Fpro_09882F1:AACGGCTGGGAGGTTAATAGCATGGGGAGTACCA(SEQ ID NO：3)；

Fpro_09882R1:ATACGGATTCTCACTTCTCCCATACCCATTGTCG(SEQ ID NO：4)；

Fpro _09882P:5'-GCTCGAACCGGGGATGATGAGACGATTTACGATGGGT GAAGGATG-3' (SEQ ID NO: 5), which was labeled with FAM at the 5' end, modified with C3Spacer at the 3' end, and THF-modified at 30bp apart from the 5' end in the sequence of the probe.

In another aspect, the invention provides a kit for detecting Fusarium stratifying bacteria, comprising at least 1 dose of detection solution comprising the primer and probe combination described above.

Further, the kit further comprises: the kit comprises a twist Amp reaction unit tube filled with freeze-dried enzyme powder, a Buffer, MgAc, deionized water, a HybriDetect assay Buffer and a lateral flow chromatography test strip.

In another aspect, the invention also provides the specific detection target FPRO-09882, the primer and probe combination, and the application of the kit in detecting Fusarium proliferatum.

On the other hand, the invention also provides a method for detecting the layered Fusarium, which is characterized in that,

1) extracting DNA of a sample to be detected;

2) using DNA as a template, and carrying out RPA amplification by using the combination of the primers (SEQ ID NO.3 and SEQ ID NO.4) and the probe (SEQ ID NO.5) or the kit;

3) wherein the RPA amplification: to a 0.2ml LTwistAmp reaction unit tube (Twist enzymes nfo kits, Twist) containing lyophilized enzyme powder, 29.5. mu.L of Buffer, 2.1. mu.L of 10. mu.M upstream primer (SEQ ID NO.3), 2.1. mu.L of 10. mu.M downstream primer (SEQ ID NO.4), 0.6. mu.L of probe (SEQ ID NO.5), 2.0. mu.L of DNA, and 2.5. mu.L of MgAc were added inside the PCR tube cap, and deionized water was added to 50. mu.L; fully and uniformly mixing the RPA amplification system, centrifuging for 10s at 5,000 Xg, placing on a metal bath at 39 ℃ for reaction for 30min, incubating for 4 min, uniformly mixing the reaction tube again, centrifuging for 3-5s, and placing in a water bath kettle at 39 ℃ for further reaction for 30 min.

4) Detecting the RPA amplification product by using a lateral flow chromatography test strip;

mu.L of the RPA reaction product was diluted by adding 190. mu.L of HybriDetect assay buffer (Milenia Biotec, Giessen, Germany), and 10. mu.L of the diluted product was dropped onto a HybriDetect 1strip of a test strip.

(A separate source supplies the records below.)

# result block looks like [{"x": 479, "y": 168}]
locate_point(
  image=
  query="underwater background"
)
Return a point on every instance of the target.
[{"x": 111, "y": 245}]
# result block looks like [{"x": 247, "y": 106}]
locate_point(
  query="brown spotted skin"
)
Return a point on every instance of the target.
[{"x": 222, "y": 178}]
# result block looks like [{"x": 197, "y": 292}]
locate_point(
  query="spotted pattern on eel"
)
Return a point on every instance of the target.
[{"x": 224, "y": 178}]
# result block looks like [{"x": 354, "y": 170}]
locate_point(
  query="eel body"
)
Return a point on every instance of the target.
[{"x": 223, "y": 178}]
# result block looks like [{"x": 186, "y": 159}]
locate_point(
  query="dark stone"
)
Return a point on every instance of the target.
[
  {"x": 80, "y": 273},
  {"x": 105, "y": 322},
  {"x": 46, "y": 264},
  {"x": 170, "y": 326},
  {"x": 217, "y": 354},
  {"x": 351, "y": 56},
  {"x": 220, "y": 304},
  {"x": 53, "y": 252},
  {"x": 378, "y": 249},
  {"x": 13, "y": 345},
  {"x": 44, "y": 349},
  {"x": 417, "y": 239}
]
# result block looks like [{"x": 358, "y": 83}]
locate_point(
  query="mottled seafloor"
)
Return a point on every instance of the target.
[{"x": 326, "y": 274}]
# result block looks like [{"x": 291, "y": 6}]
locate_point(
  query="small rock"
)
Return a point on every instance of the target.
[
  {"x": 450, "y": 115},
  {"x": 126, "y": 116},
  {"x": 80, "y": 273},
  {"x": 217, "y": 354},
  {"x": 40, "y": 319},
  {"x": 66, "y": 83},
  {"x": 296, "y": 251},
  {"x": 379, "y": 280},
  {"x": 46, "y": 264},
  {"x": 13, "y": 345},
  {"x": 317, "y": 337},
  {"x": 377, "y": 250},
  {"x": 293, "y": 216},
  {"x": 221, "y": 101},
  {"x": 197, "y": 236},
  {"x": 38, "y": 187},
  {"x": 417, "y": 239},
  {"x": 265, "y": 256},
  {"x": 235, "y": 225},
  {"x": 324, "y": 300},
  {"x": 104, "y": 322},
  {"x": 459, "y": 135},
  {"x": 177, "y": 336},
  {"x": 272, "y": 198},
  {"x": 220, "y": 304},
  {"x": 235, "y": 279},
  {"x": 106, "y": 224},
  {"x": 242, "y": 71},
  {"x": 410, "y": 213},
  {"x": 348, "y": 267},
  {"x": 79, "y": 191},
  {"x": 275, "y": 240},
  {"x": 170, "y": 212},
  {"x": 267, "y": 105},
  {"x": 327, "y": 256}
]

The other strip was inserted vertically into 100. mu.L of HybriDetect assay buffer and left at room temperature for 5 min.

When the test strip has two brown strips, one is positioned in the quality control area and the other is positioned in the detection area, the result is positive, and the sample contains Fusarium proliferatum (F.proliferum); when only the quality control area of the test strip has a brown strip and the detection area has no strip, the result is negative, which indicates that the sample does not contain Fusarium proliferatum (F.proliferatum).

Compared with the conventional PCR, the method has the advantages of high detection speed, no need of three steps of denaturation, annealing and extension, the optimum temperature of the RPA reaction is between 25 and 40 ℃, no need of denaturation, and the reaction can be completed at normal temperature for about 20 min. Thus, isothermal amplification is realized, thermal cycle is not necessary like a PCR method, dependence on a thermal cycle instrument is eliminated, stable heat source RPA reaction can be generated, the use range of RPA is greatly expanded, and portable field rapid nucleic acid detection can be really realized. The PCR reaction time needs 1 half hour, while the RPA reaction time only needs 15 minutes, thus greatly shortening the detection time.

Compared with the prior art, the invention has the beneficial effects that:

1) the invention provides a novel specific Fusarium stratifying molecule detection target FPRO-09882 with high reliability, and provides a novel detection way for detecting Fusarium stratifying.

2) The method can quickly, conveniently, efficiently, specifically and sensitively detect the layered fusarium under the isothermal condition, does not need complex instruments, can better meet the field detection of the layered fusarium, and has important effects on promoting the quick molecular detection research of the layered fusarium and the early diagnosis of diseases caused by the detection.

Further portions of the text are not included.